Acayip gizli bir örgüt var. Düşünün Sayın Cumhurbaşkanımız geçmişi bırakalım 17 Aralık’tan sonra bu paralel devlet yapılanması konusunda öylesine müteyakkız bir duruma geçti ve bütün devlette öylesi bir noktaya geldi ama buna rağmen başyaveri,Genelkurmay Başkanın özel kalem müdürü, emir subayı, korumaları, şoförü kendi hariç herkes onlardan ve kuşatma altında. Yani şimdi böyle bir yapı baktığınızda MİT Müsteşarına operasyon yapılıyor. MİT Müsteşarının kendine bırak sen şeyi kendine yapılan operasyondan haberi ancak tebligat kendine gelince oluyor. Yani çok gizli yöntemlerle çalışan ve çok rahat sızan güven kazanan ve sonra da kendisine talimat veren, talimatını yapan hani diyoruz ya bunlar haşhaşi esasında haşhaşilere rahmet okutacak derece de daha farklı bir yapı var. Ben ifade ettim Meclis’te herkese karşı takiyye yapıyorlar. Senin dünya görüşün neyse ondan olabiliyor. Benim ki neyse ondan olabiliyor kimliğini gizliyor, takiyye yapıyor. Hatta haşa Allah’a karşı bile takiyye yapabileceğini düşünecek kadar bir yapı böylesi bir yapıyla mücadele etmek son derece önemli ve zor bir iş. Onun için de bizim bu mücadelede hep beraber olmamız lazım. Devletin içerisinde hakim, savcı, asker, polis başka kamu görevlileri eğer anayasamıza, yasalarımıza, hukukumuza sadakatle milletine bağlılıkla hizmetlerini yürütmezlerse başımıza neler geleceğinin en son göstergesi olmuştur. Adeta Türk Silahlı Kuvvetleri’nin içerisinde Fethullah Gülen silahlı kuvvetleri oluşmuş durumda bunu gördük. O yargının içerisinde FETÖ yargısı oluşmuş onu gördük. Üniversitelerin içerisinde FETÖ’nün üniversitesi, medyanın içerisinde böylesi her alanda bir ilden ilçeden, beldeden köye kadar gidene kadar örgütlenmiş. Her ülkede adeta büyükelçilikler gibi yapılanmış okullar vasıtasıyla devasa bir yapı var. Şimdi bu yapı karşısında bir ülkenin tedbir alması ve bu tedbirler konusunda herkesten anlayış beklemesi doğaldır. Eğer biz devletin içerisinde Anayasamıza, yasalarımıza ve hukuka sağdık olmayan kişileri temizlemezsek bundan sonra Türkiye’de benzer başka Fethullah Gülen terör örgütü gibi başka terör örgütleri de çıkabilir. Bu örgüt yeniden canlanabilir.

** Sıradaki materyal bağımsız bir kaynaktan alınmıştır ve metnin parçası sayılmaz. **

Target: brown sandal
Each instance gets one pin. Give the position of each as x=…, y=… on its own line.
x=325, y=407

OHAL KARARNAMESİNİN VERECEĞİ İMKAN VE YETKİLER
Bu örgüt yeniden canlanabilir. Kararnamede bunlara dahil usuller ortaya konacaktır. Ayrıca şu anda devam eden soruşturmalar var ve yine disiplin hükümlerimiz var bizim ve bu OHAL kararnamesinin vereceği imkan ve yetkiler olacaktır, bu çerçevede bunlar yürüyecektir ve amacı da emin olun inanarak söylüyorum demokrasimizi korumaktır, hukuk devletimizi korumaktır, milli irademizi korumaktır bunlarda bağlılığı sadakati ortadan kalkmış bir terör örgütüne bağlılığı her şeyin üstünde tutan bir yapı yani sizin kardeşiniz size karşı, sizin babanıza karşısınız, siz çocuğunuza karşısınız yani öyle bir yapı var ki babayı evlada , evladı babaya, kardeşi kardeşe silah çekecek gözü kırpmadan onu alıp bir kenara itecek kadar bir gözü dönmüşlüğe götürmüş. Bunu yaparken de cennete gideceğini düşünüyor, yani şu anda IŞİD nasıl canlı bomba olup canlı bomba bir sürü masum insanı öldürürken cennete gideceğini inanıyorsa böyle büyük bir sapıklığın içindeyse bunların sapıklığının ondan bir farkı yok, öyle inanmış öyle inandırılmış. Onun için bizim mücadele edeceğimiz yapı öyle gözle görülür bir yapı değil. Gözle görülür bir yapı olmadığı içinde bizim bunlarla mücadele ederken çok dikkatli olmamız kılı kırk yarmamız gerekir, bizde hükümet olarak bunu yapıyoruz.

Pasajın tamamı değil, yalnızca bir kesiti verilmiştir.